ANYWAY. Since then, our group of friends has become very invested in our survival of the zombie apocalypse. We’re aware that it sounds bizarre to outsiders, but you have to remember that we’ve been friends since elementary school, and if something happens because someone makes a bad decision, the rest of us are going to tell that person’s parents (assuming they are still alive). And WHATEVER ANYWAY, because we’re prepared and you might not be and see if we let you into our zombie fortress.
So when I arrived at Adrian and Angelica’s tonight and Jake handed me a long, flat object in wrapping paper, my first question was “Is it a machete?!?!”
I may not know how to fire a gun, but I’ve got a big fucking knife now. I know how to use it, too. I have strong forearms, motherfucker! I WILL END YOU! Bring it, zombies. Bring it.

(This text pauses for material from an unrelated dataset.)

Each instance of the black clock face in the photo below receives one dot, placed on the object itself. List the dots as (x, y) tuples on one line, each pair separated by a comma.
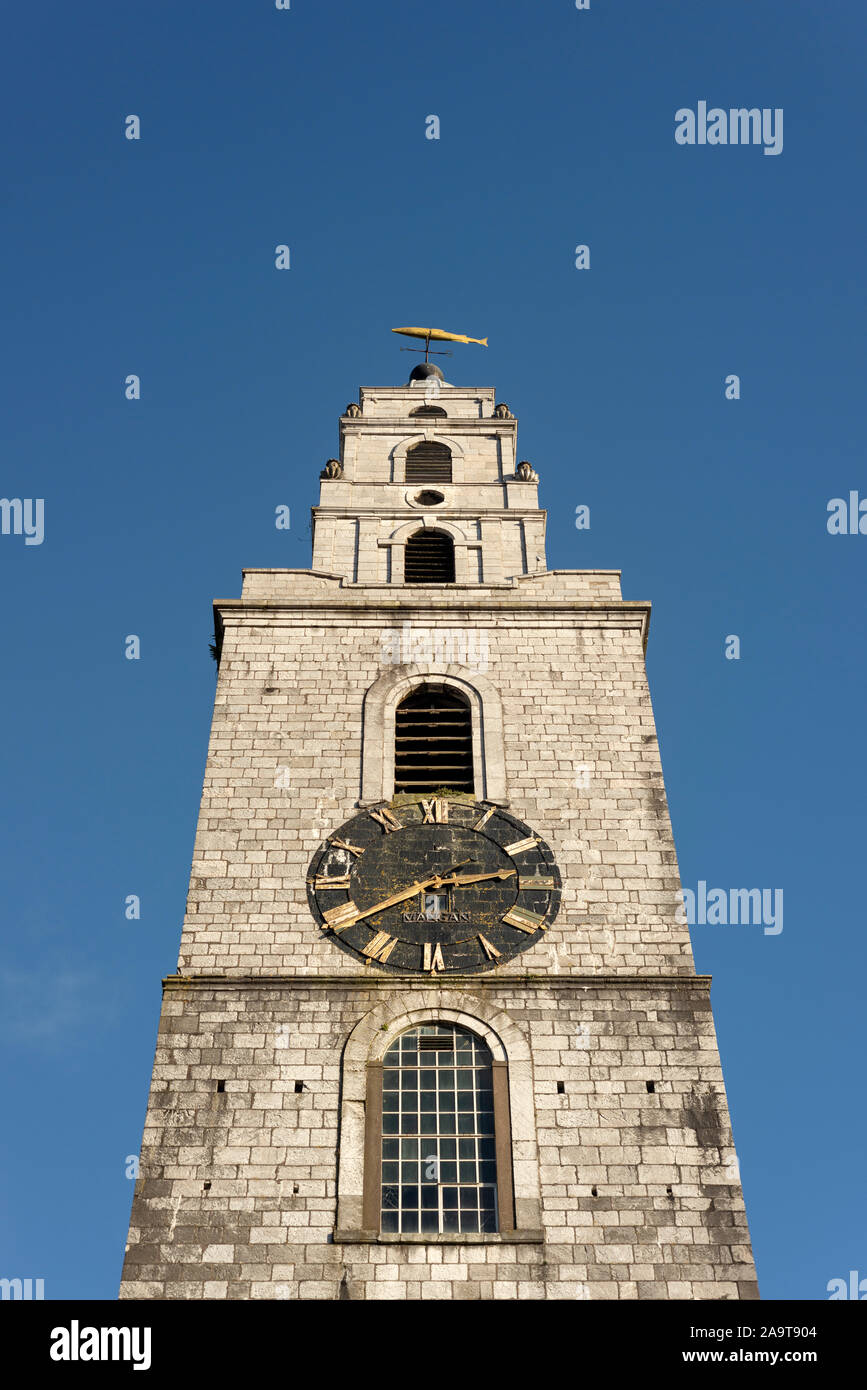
[(434, 886)]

To get to Adrian and Angelica’s tonight, I had to take a nap and suck down a pot of coffee. We went to Graham’s mom’s for lunch today, which required us to wake up at 7:00am in order to prep our food and be there by ten. His mom lives in St. Clair, a far exurb that’s like an hour away from St. Louis in Franklin County, which some of you non-St. Louisans might now as Meth Capital, USA. Not a terribly long drive but a drive nonetheless, and one that requires me to wake up early on the second day in a row of my 7-day vacation.

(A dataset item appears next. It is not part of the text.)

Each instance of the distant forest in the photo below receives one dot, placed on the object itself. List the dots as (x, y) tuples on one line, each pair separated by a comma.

Unlike Graham (who had to work afterwards), I had the luxury of taking a nap once we got home. I curled up in bed with my Kindle (as much as I like it, though, I think it’s sort of blasphemous to go to bed with it, so I’ll have to stick to real books in the bedroom from now on…unless there’s cheap erotica to be had on Kindle, in which case, giddyup) and slept until 10pm. Then I woke up, drank some coffee, and grabbed some beer to take to my friends’ house.
It’s been snowing in St. Louis, and while the roads are reasonable, it stopped snowing long enough and temperatures dropped far enough that ice began to form. I didn’t see this ice as I walked between houses to my car, which is why I make a sound like “BLLERRRRGGH!” and dropped to one knee on the sidewalk. If I were 16 and Russian I’d have done the splits; seeing as though I’m actually American and nearly 30, I pulled my groin, took a hard knee, and somehow avoided crushing the bottles in my 6-pack. I was not drunk at the time. Like I said, I’d just had a nap and had coffee. I’m just that problematic at things like walking. My knee is a bit drunk-numbed at the moment, but I’ve got an ugly strawberry on it and considering that I played 20 years of soccer, had 7 years of growth spurts, and possess the genetic instability of a gangly person, my knees are already destroyed. This shit is gonna be gross tomorrow.

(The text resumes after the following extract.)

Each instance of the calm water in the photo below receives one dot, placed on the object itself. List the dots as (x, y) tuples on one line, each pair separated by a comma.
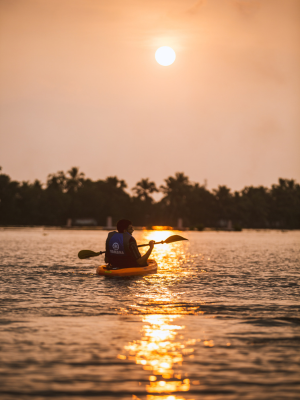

Luckily, though, this kind of thing will no longer slow me down in the event of a zombie apocalypse. Thanks to Jake and my big fucking knife.
(Updated since I wrote this last night: I had a zombie apocalypse dream last night, and I used my machete in the dream! If my dream was any indication, I should probably rig a strap around my hand to give me more confidence while swinging the machete at zombie heads. Also, the hardest zombie to kill – and the one with the bloodiest brains – will be Huey Lewis.)